Contour integral:
oint_C f(z) = int_-R^R f(w) dw + int_S f(z) dz = 2pi i sum "Res" f(z)
C anti-clockwise
Note that if C is clockwise, then there is a minus sign in front of 2pi i sum"Res" f(z) .
f(z) = 1/(z+i epsi)
Poles: z = -i epsi
"Res" f(-i epsi) = lim_(z rarr -i epsi) (z+i epsi) f(z) = 1
The path of C is a straight line from -R to R followed by a semi-circle from R to -R in the lower half-plane (since epsi > 0).
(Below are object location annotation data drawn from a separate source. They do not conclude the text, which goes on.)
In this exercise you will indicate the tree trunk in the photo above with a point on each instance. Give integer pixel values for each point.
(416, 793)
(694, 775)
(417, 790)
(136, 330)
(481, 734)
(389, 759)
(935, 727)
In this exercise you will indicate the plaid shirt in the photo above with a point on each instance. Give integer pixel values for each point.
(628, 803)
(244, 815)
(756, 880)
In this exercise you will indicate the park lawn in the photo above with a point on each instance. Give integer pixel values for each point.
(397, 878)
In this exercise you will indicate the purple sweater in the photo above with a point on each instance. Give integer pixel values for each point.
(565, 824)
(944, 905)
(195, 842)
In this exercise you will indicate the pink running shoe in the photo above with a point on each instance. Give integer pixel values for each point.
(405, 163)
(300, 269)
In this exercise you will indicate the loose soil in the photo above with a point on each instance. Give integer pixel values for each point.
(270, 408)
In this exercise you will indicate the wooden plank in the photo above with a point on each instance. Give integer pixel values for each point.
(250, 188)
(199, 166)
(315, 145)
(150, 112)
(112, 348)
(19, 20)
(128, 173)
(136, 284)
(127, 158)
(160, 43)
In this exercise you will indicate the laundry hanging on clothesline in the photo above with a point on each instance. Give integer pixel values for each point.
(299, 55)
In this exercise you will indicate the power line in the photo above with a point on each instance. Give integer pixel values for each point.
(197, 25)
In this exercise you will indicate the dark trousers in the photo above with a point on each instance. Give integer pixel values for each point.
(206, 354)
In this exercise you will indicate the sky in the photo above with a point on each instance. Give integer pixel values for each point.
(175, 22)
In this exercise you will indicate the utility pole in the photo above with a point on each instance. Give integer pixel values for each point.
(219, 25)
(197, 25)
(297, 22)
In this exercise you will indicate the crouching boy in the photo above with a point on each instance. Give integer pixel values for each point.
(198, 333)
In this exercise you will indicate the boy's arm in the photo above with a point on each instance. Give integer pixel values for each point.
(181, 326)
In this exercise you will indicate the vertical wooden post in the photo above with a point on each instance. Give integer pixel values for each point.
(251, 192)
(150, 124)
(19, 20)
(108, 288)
Now the direction of the contour is clockwise:
lim_(epsi rarr 0^+) int_-R^R f(w) dw = - 2pi i "Res" f(-i epsi) - lim_(epsi rarr 0^+) int_S f(z) dz
Take: z = Ae^(itheta)
lim_(epsi rarr 0^+) int_S f(z) dz = lim_(epsi rarr 0^+)int_(-pi)^0 (Aie^(itheta))/(Ae^(itheta)+i epsi)d theta = int_(-pi)^0 id theta = pi i
So: lim_(epsi rarr 0^+) int_-R^R 1/(w+i epsi) dw = - pi i